Oat Baths for Managing Eczema

  • Oat baths can be a soothing and natural remedy for managing the symptoms of eczema prone, itching, inflammation and dry skin.

Oats contain compounds like avenanthramides and beta-glucans that have anti-inflammatory and moisturising properties, making them beneficial for people with eczema.

Here’s how you can prepare an oat bath:


  1. Colloidal oatmeal: You can buy colloidal oatmeal (finely ground oats) at a supermarket, or you can make your own by grinding regular oats in a blender or food processor until they become a fine powder.
  2. Warm water
  3. Bathtub or a large basin


  • Fill your bathtub with warm (not hot) water.
  • Make sure it’s not too hot, as hot water can exacerbate eczema symptoms.
  • Add colloidal oatmeal to the bathwater. You can use about 1-2 cups of colloidal oatmeal for a standard-sized bathtub. If you’re using a smaller basin, adjust the amount accordingly.
  • Stir the water gently to ensure the oatmeal is evenly distributed and dissolved.
  • Soak in the oatmeal bath for about 15-20 minutes. During this time, you can gently rub the oatmeal water over your skin or affected areas.
  • After the bath, pat your skin dry with a soft, clean towel. Avoid rubbing, as this can irritate the skin.
  • Apply a moisturiser or emollient immediately to lock in the moisture from the oatmeal bath. You can use a fragrance-free and hypoallergenic moisturiser that is suitable for sensitive skin.
  • Repeat this oatmeal bath routine as needed, but be cautious not to overdo it, as excessive bathing can also dry out your skin.

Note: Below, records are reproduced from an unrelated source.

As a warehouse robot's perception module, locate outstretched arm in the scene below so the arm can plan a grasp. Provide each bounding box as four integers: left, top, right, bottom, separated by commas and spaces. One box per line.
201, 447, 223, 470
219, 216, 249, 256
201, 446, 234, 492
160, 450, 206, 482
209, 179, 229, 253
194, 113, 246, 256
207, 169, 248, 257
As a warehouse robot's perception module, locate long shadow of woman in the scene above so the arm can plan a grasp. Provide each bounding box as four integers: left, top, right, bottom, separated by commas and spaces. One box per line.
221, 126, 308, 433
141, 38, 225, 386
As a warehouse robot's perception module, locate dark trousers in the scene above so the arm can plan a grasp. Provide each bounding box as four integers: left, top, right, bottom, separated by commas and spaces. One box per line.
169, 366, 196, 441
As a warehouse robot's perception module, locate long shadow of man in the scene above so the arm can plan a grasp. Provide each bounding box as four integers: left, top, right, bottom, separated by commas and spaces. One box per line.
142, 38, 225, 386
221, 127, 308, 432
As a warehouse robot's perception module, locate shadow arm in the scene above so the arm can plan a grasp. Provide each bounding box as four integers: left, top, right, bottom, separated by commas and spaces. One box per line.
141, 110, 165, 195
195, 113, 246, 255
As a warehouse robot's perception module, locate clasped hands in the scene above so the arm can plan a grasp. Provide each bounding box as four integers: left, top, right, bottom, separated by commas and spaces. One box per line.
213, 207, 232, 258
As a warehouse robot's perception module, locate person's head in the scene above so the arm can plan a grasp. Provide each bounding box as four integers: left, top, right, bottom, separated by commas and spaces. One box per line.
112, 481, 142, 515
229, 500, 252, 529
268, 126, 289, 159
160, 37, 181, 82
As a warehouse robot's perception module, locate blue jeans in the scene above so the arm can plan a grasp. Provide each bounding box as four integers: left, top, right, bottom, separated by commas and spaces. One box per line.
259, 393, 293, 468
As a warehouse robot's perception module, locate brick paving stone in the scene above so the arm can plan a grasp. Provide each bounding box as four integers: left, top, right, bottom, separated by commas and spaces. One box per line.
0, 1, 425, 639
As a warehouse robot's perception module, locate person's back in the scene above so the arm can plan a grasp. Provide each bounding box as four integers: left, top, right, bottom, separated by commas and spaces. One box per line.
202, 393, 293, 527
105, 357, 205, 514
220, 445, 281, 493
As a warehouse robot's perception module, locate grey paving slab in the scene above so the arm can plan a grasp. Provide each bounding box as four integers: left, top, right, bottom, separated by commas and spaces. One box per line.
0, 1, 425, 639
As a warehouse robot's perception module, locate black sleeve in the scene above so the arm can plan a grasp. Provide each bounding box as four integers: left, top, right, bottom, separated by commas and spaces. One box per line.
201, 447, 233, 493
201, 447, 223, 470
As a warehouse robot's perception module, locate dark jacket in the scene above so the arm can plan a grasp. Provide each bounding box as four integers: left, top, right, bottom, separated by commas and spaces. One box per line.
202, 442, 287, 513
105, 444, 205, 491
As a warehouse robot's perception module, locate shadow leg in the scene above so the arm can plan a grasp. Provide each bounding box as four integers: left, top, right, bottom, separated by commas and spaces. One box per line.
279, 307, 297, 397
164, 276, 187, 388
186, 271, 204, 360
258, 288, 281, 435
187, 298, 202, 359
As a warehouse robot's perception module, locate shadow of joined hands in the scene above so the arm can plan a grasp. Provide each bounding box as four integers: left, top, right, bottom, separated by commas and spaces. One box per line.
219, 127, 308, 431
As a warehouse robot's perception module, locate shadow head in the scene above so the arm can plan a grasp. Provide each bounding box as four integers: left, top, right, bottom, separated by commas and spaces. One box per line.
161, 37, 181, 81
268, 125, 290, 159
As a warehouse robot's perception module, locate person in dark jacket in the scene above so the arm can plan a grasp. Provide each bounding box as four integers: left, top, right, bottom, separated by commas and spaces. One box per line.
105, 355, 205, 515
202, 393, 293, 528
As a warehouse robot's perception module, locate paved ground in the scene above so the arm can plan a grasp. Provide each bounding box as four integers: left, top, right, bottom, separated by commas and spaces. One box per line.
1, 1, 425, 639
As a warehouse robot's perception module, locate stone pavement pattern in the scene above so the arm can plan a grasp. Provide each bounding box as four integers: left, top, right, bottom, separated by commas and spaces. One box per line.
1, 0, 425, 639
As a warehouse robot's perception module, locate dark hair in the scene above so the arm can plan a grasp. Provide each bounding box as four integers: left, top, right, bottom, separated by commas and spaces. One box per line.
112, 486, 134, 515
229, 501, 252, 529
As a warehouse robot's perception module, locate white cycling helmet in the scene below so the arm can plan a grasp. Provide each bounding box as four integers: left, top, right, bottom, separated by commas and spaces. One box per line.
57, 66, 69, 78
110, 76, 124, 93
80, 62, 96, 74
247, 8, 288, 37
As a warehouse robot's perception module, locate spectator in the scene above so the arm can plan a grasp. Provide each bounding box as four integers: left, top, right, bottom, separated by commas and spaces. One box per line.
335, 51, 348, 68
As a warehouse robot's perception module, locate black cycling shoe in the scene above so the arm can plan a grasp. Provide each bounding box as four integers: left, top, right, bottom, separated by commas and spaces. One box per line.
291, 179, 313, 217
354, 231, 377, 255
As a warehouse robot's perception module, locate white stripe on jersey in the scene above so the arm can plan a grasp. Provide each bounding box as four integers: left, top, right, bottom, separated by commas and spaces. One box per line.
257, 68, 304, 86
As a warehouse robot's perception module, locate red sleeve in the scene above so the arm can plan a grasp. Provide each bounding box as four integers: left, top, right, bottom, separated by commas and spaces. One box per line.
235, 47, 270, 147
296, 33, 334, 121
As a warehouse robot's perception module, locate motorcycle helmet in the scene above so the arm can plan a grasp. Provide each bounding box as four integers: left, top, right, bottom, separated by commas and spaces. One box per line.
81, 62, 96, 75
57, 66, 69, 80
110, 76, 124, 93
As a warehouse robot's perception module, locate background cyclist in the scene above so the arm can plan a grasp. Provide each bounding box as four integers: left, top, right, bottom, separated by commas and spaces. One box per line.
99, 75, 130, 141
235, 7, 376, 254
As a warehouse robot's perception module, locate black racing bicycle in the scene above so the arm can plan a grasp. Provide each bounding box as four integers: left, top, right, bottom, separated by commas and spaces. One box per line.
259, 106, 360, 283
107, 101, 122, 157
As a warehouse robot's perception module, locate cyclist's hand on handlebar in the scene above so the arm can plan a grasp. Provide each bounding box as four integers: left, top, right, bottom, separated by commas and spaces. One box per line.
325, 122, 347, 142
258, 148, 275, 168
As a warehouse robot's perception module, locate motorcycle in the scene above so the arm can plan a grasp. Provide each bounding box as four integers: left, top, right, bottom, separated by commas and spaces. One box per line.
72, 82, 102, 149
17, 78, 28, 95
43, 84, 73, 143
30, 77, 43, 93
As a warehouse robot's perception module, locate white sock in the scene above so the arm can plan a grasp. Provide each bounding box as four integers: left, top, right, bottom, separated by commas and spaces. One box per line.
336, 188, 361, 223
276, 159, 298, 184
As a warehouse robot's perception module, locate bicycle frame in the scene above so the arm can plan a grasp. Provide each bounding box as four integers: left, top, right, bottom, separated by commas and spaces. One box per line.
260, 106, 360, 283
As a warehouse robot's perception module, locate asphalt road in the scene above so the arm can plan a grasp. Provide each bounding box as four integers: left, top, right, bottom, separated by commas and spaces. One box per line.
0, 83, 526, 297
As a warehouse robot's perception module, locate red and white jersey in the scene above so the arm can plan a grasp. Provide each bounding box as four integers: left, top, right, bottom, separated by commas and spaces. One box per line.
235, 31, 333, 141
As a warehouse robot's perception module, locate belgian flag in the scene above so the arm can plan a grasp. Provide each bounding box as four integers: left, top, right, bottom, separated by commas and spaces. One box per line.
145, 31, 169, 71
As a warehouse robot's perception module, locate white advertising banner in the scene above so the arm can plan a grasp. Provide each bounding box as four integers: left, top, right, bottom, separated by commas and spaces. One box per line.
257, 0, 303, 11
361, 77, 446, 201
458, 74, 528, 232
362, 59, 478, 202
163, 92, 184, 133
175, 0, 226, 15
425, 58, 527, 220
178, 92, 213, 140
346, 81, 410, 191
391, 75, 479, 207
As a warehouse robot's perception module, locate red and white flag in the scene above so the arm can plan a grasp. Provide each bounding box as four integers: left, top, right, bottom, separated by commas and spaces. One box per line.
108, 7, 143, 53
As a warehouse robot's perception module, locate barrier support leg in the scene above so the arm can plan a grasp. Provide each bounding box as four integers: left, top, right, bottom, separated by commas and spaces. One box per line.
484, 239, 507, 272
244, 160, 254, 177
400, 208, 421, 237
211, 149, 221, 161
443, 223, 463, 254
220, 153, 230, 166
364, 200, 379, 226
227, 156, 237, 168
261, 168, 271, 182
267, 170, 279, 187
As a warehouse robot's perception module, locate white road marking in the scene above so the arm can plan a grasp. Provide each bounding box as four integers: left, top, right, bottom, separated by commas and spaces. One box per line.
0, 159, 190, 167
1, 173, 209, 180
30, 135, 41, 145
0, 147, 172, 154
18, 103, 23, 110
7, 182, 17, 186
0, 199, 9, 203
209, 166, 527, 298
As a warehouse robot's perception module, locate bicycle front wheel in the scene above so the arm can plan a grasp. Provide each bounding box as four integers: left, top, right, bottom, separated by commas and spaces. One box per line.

Some additional tips for managing eczema:

  • Use mild natural soaps and cleansers.
  • Avoid hot showers or baths, as they can worsen eczema symptoms.
  • Moisturise your skin regularly, especially after bathing and before bedtime.
  • Wear soft, breathable fabrics like cotton to avoid irritation.
  • Identify and avoid triggers that worsen your eczema, such as certain foods, allergens, or environmental factors.

Remember that eczema can vary from person to person, and what works for one individual may not work for another. If your eczema symptoms are severe or persistent, consult a dermatologist or healthcare professional for personalised treatment and guidance.